We’d watch TV, play games, and maybe go out to a fancy-dress party (although very few people bothered to do more than don a cardboard mask). I remember one such party when my sister and I went with our friends next door to their grandmother’s house. As a child I lived in Skelmersdale before moving to Appley Bridge/Wigan, and our neighbours were similarly from Skelmersdale (or Skem). Skem was a newtown built in Lancashire for the overflow population of Liverpool. The neighbours’ grandma was a tough, hardy woman who fostered children and made a big fuss of events like Halloween. When we arrived, it was exciting; all these strangers, the house decorated with Silly-string cobwebs and cardboard skeletons hanging from the door, rubber bats swinging from the ceiling. We’d brought along the lanterns we’d made by hollowing out small turnips (yes, that’s what Halloween lanterns are traditionally made from here), carving a devilish grin in them, and placing a thick candle stub inside. We put them on the mantelpiece alongside the others people had brought. There were decorated cakes, Dracula ice lollies (black with a red raspberry centre), bowls of Monster Munch (over-sized corn-snacks in the shape of clawed feet), gummi snakes, and gingerbread in the shape of vampire bats. The place was full with us, the grandma’s current foster children, and teenagers that she had fostered in their earlier childhood. Other than masks and horror-themed T-shirts, I can only remember one person in fancy dress. They were wrapped in rolls of toilet paper as some sort of Kleenex-sponsered ‘Mummy’. There was music – The Monster Mash (of course), The Addams Family theme tune, The Big Purple People Eater, etc. And then the games!
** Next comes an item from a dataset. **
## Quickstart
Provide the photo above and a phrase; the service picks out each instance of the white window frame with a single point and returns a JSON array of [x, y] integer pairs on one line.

The games were traditional Oct 31st fare. Ducky Apple in which apples were placed in a bowl of water, and the person whose turn it was would, blindfolded and with hands tied behind them, bend over the bowl and try to take one of the apples using only their mouth. Obviously this would involve dunking one’s head in the water, so someone would have a towel to hand. Similarly, there was Bobby Apple (it WAS Skem after all, most people had a scouse accent, so most nouns had a ‘-y’ added to the end of them) where the player (similarly hindered as in Ducky Apple) had to eat an apple dangling from the ceiling on a length of string down to its core, without using their hands. Obviously this was all before ’50 Shades of Grey’ came out, so no-one saw anything kinky about blindfolding and binding children. Both games also seemed to harken back to the witch-hunts of the Middle Ages; dunking the suspected witch in water to see if she drowned (if so she was innocent, and dead) and hanging being punishments for those found guilty of witchcraft. I’m not sure that there was a ‘tying an apple to a wooden stick and burning it’ game, but who knows? It may well be the origin of ‘toffee apples’ and their crispy hard candy shells.
Things didn’t immediately change with the release of E.T., but by a couple of Halloweens later there were teenagers out in twos and threes going around (not in fancy dress, just hoodies and shell suits) knocking on doors ‘trick or treating’, and year by year it gradually became more enmeshed in British culture (as legislation around safety and fireworks tightened, restricting the celebrations of Bonfire Night). And now, we’re all expected to stock up on sweets and chocolates to have in a container by the door as mums and dads walking their children around the neighbourhood begging."
30 days 'til Halloween, Halloween, Halloween. 30 days 'til Halloween, Silver Shamrock!